Sedangkan, Noven Suprayogi, Ketua LPEI FEB Unair menyoroti kurang berhasilnya program pemberdayaan masyarakat miskin disebabkan sebagian besar program penyaluran dana keuangan sosial bersifat konsumtif dan karikatif sehingga kurang memberikan dampak pada pengentasan kemiskinan di Indonesia. “Berdasarkan riset yang ada, model pemberdayaan dana keuangan Islam baru mencakup model untuk mencapai 11 tujuan SDG’s dari 17 tujuan SDG’s, jadi masih memiliki peluang untuk dikembangkan lebih lanjut model model pemberdayaan dana keuangan sosial Islam untuk mencapai tujuan SDG’s” ungkap Noven Suprayogi. “Banyak model pemberdayaan dana keuangan sosial Islam untuk pengentasan kemiskinan, tetapi banyak yang belum optimal. Salah satu penyebabnya adalah program pengentasan kemiskinan mayoritas dalam bentuk zakat produktif untuk usaha, sedangkan tidak semua fakir miskin tersebut memiliki skill untuk berusaha. Karena itu perlu ada program pengentasan miskin dalam bentuk peningkatan kompetensi fakir miskin untuk bekerja di perusahaan atau tempat lain” jelas lebih lanjut oleh Noven Suprayogi. Pada akhir paparannya, Noven Suprayogi, memberikan salah satu model pemberdayaan masyarakat miskin melalui peningkatan skil bekerja secara professional di perusahaan, program itu cocok untuk masyarakat miskin yang tidak memiliki motivasi dan skill dalam berwirausaha. Hanya saja model tersebut butuh kerjasama dengan perusahaan yang memiliki komitmen untuk menerima pekerja dari kelompok masyarakat miskin sekian persen.
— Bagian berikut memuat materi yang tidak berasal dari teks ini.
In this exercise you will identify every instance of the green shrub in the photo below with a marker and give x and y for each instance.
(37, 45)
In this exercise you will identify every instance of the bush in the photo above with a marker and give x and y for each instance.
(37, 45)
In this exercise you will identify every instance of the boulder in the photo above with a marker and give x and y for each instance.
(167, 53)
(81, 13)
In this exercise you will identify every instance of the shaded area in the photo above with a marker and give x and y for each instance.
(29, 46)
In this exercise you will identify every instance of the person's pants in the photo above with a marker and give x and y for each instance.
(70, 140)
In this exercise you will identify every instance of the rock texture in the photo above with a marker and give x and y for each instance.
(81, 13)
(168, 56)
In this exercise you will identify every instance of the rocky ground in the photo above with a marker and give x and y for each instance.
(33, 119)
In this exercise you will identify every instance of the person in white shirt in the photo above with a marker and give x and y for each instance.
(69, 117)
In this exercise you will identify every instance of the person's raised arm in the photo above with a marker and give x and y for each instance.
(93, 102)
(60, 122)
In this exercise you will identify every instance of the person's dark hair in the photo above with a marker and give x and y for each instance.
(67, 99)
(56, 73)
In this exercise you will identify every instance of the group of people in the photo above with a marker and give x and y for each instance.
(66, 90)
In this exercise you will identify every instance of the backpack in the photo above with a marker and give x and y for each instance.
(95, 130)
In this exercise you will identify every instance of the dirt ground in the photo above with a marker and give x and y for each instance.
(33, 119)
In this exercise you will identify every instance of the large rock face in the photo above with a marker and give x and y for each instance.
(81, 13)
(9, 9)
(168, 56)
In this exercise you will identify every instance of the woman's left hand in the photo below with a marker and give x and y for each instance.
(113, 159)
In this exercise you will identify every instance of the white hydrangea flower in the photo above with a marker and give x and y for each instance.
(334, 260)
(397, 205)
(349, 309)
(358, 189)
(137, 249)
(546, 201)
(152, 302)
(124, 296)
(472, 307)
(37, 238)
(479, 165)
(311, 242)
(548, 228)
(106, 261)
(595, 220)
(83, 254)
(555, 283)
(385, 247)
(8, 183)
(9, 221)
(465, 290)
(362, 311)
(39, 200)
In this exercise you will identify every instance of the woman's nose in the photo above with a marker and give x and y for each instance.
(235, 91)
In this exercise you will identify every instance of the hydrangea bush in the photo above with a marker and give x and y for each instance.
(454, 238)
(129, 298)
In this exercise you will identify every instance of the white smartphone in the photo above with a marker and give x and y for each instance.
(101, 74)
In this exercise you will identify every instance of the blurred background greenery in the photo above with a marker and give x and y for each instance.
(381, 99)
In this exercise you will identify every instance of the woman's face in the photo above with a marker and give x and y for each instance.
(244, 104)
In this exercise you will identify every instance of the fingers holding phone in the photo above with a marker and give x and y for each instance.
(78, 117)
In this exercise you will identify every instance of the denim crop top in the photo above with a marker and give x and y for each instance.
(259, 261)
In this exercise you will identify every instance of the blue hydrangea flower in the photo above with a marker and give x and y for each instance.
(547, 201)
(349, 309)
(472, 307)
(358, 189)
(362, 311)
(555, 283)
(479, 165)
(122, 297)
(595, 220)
Sebelum acara seminar zakat ini ditutup, dilakukan pemberian penghargaan kepada perusahaan mitra LAZNAS LMI yang selama ini berkontribusi pada kegiatan sosial dan pemberdayaan masyarakat yang dilaksanakan oleh LMI. “ Penghargaan ini diberikan kepada mitra LMI yang memiliki kontribusi besar pada beberapa bidang kegiatan sosial yang dilakukan oleh LMI untuk memotivasi perusahaan lebih berkontribusi lagi serta dapat dicontoh oleh perusahaan yang belum menjadi mitra LMI dapat segera bergabung berkolaborasi bersama LMI” ujar Agung Wicaksono, ST, Direktur Utama LAZNAS LMI. “Kami ucapak terima kasih kepada FEB Unair, khususnya LPEI FEB Unair yang telah bersedia bekerjasama dengan LMI untuk menyelenggarakan kegiatan seminar zakat ini, insyaallah akan berlanjut pada tahun berikutnya” jelas lebih lanjut Agung Wicaksono.